It started in the morning with customer reports of timeouts and general slowness.
As a managed services provider leveraging Linode for hosting our critical applications, we recently encountered an enlightening challenge that tested our resilience and problem-solving skills. Our tale echoes the depth of analysis seen in post-mortems like the famous Cloudbleed incident, but from the unique perspective of an MSP navigating third-party infrastructure. This journey began with a perplexing series of failed Kubernetes leader elections within our deployments in LKE Canada, leading us to uncover and address a significant issue in the Linode infrastructure rollout related to NodeBalancers.
The Initial Discovery
While our monitoring did not show systems being down, it became clear that certain systems were not behaving correctly. In particular, components running in the server that actually use Kubernetes themselves (e.g. cert-manager) was restarting and logging timeouts or failed leader elections. These elections are the heartbeat of Kubernetes' high-availability feature, ensuring seamless management of workloads. Observing such failures was both unusual and concerning, signaling potential disruptions to our services.
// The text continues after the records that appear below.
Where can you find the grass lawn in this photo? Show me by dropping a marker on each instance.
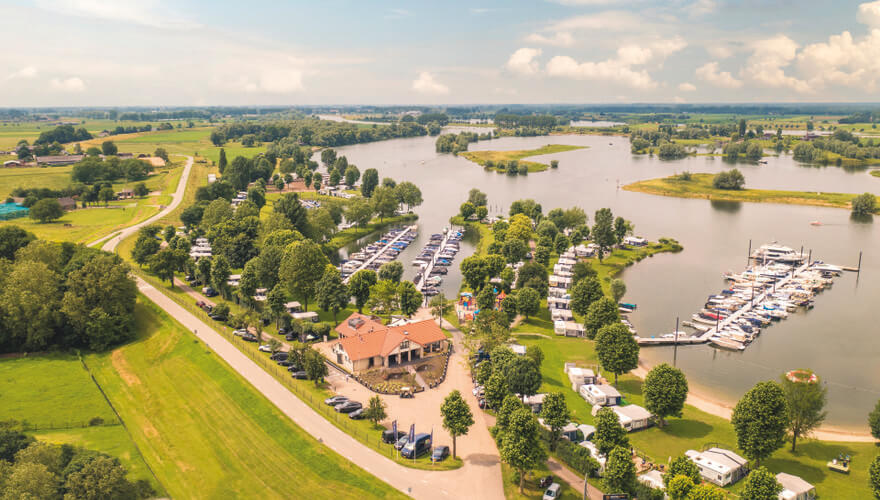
(700, 186)
(697, 429)
(206, 432)
(481, 157)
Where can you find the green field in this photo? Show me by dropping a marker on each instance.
(482, 157)
(697, 429)
(206, 432)
(700, 186)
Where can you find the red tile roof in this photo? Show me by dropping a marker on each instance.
(372, 338)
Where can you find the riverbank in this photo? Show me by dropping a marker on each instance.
(492, 159)
(700, 186)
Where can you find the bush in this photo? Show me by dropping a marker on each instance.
(731, 179)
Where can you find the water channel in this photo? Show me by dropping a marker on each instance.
(836, 338)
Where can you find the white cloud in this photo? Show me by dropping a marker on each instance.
(560, 39)
(766, 66)
(71, 84)
(425, 84)
(709, 73)
(869, 14)
(523, 61)
(610, 20)
(152, 13)
(26, 72)
(620, 69)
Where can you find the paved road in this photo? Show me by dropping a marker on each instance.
(176, 198)
(482, 475)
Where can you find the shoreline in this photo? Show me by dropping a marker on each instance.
(712, 405)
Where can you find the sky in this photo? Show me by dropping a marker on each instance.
(214, 52)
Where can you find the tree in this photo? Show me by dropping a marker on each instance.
(864, 204)
(523, 376)
(496, 388)
(665, 391)
(603, 231)
(302, 267)
(332, 294)
(874, 421)
(457, 416)
(609, 432)
(11, 239)
(584, 293)
(618, 289)
(314, 366)
(682, 466)
(384, 202)
(616, 349)
(874, 476)
(761, 484)
(620, 471)
(760, 420)
(109, 148)
(521, 443)
(359, 287)
(45, 210)
(391, 271)
(528, 302)
(369, 181)
(554, 411)
(408, 298)
(467, 209)
(375, 411)
(601, 313)
(678, 487)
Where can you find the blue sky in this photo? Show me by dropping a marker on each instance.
(179, 52)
Initially, it seemed we were grappling with a Kubernetes-specific hiccup—perhaps a bug or misconfiguration. Yet, the problem's persistence and regional specificity hinted at a deeper, underlying issue.
The Investigation Unravels
Assembling a task force of network engineers, systems administrators, and Kubernetes aficionados (just kidding, it was just me), we embarked on a meticulous investigation. Our approach was observing logs and timing restarts to provide as much information as possible to Linode support engineers.
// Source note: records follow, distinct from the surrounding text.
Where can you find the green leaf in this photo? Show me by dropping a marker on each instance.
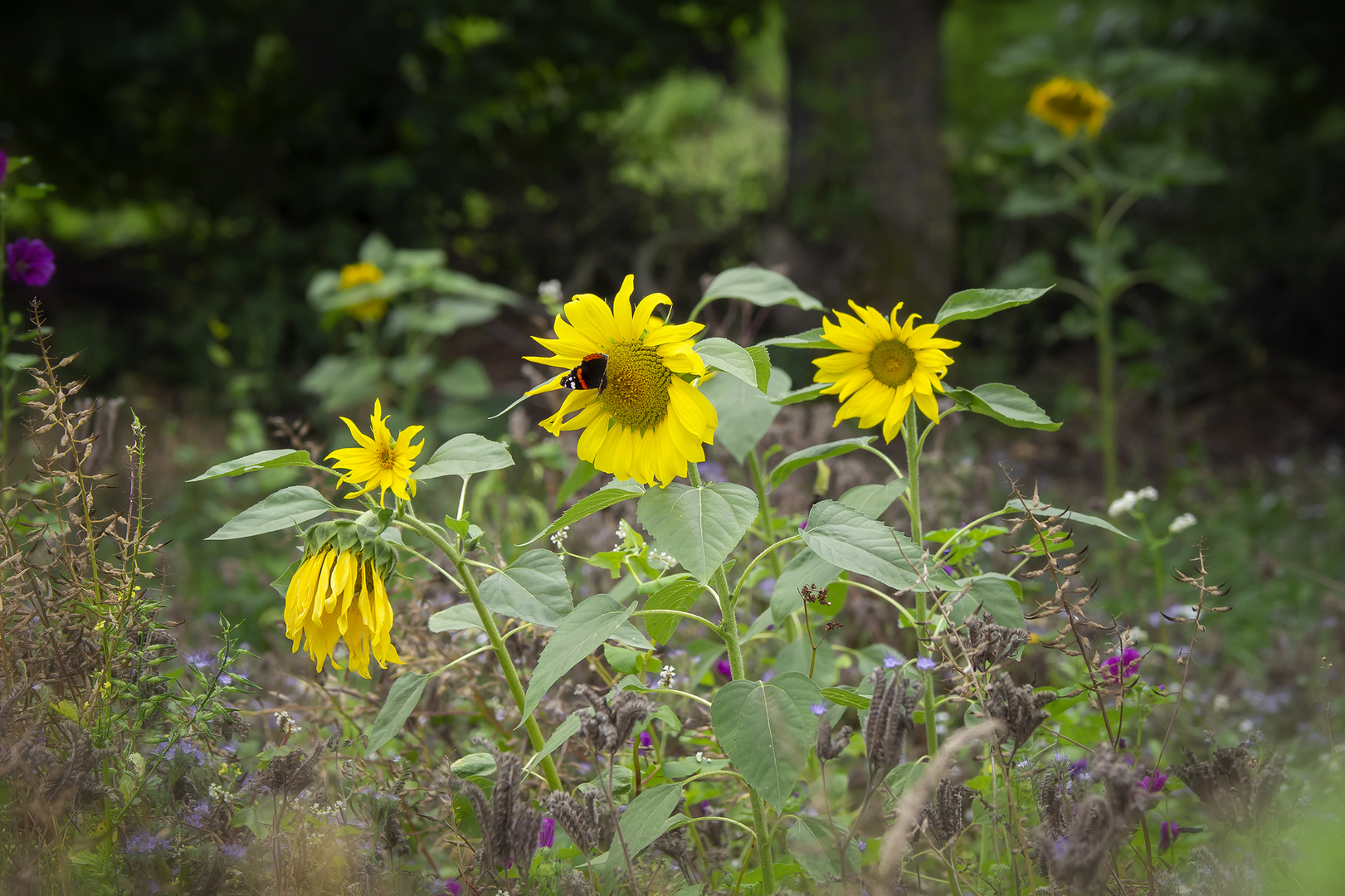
(731, 358)
(814, 454)
(745, 415)
(533, 588)
(1046, 512)
(678, 595)
(260, 460)
(400, 704)
(463, 456)
(699, 525)
(851, 541)
(588, 626)
(602, 499)
(972, 304)
(846, 697)
(993, 592)
(1006, 404)
(280, 510)
(767, 729)
(456, 618)
(760, 287)
(873, 501)
(563, 733)
(812, 844)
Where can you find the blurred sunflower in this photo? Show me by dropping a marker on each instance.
(358, 275)
(883, 368)
(338, 593)
(641, 419)
(1067, 105)
(379, 462)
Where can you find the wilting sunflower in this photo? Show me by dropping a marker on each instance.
(1067, 105)
(379, 462)
(338, 593)
(883, 366)
(641, 419)
(358, 275)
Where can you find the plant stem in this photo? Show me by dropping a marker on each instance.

In particular, this corresponded with planned Linode improvements in a couple of regions, notably Canada around NodeBalancers.
Given the critical role of NodeBalancers in managing incoming traffic, any disruption to their operation could lead to significant service degradation. This change was seemingly the only reason something that was working so well just a day before was now behaving like a partial and ongoing outage.
Identifying the Root Cause
Ultimately, Linode diagnosed and eventually reverted the changes they made on March the 12th. So much so it no longer shows up as a completed maintenance on status.linode.com
Linode has not shared any specifics, but I think it can be concluded that every LKE control-plane instance is behind a NodeBalancer, and thus changes to the NodeBalancer infrastructure had un-intended side effects in the Kubernetes infrastructure/implementation.
Extracted Lessons
Here are Hibou, we will be duplicating critical infrastructure in the regions to lessen impacts that specific region changes or disruptions can cause on our overall services and uptime.
I cannot understate the importance of a cohesive model of interactions in your infrastructure. Knowing an upcoming change may impact your site is always better than having a problem and needing to look for potential causes.
As always, providing clear data to support staff is helpful in tickets being taken seriously and not dismissed because things appear to be working at the moment.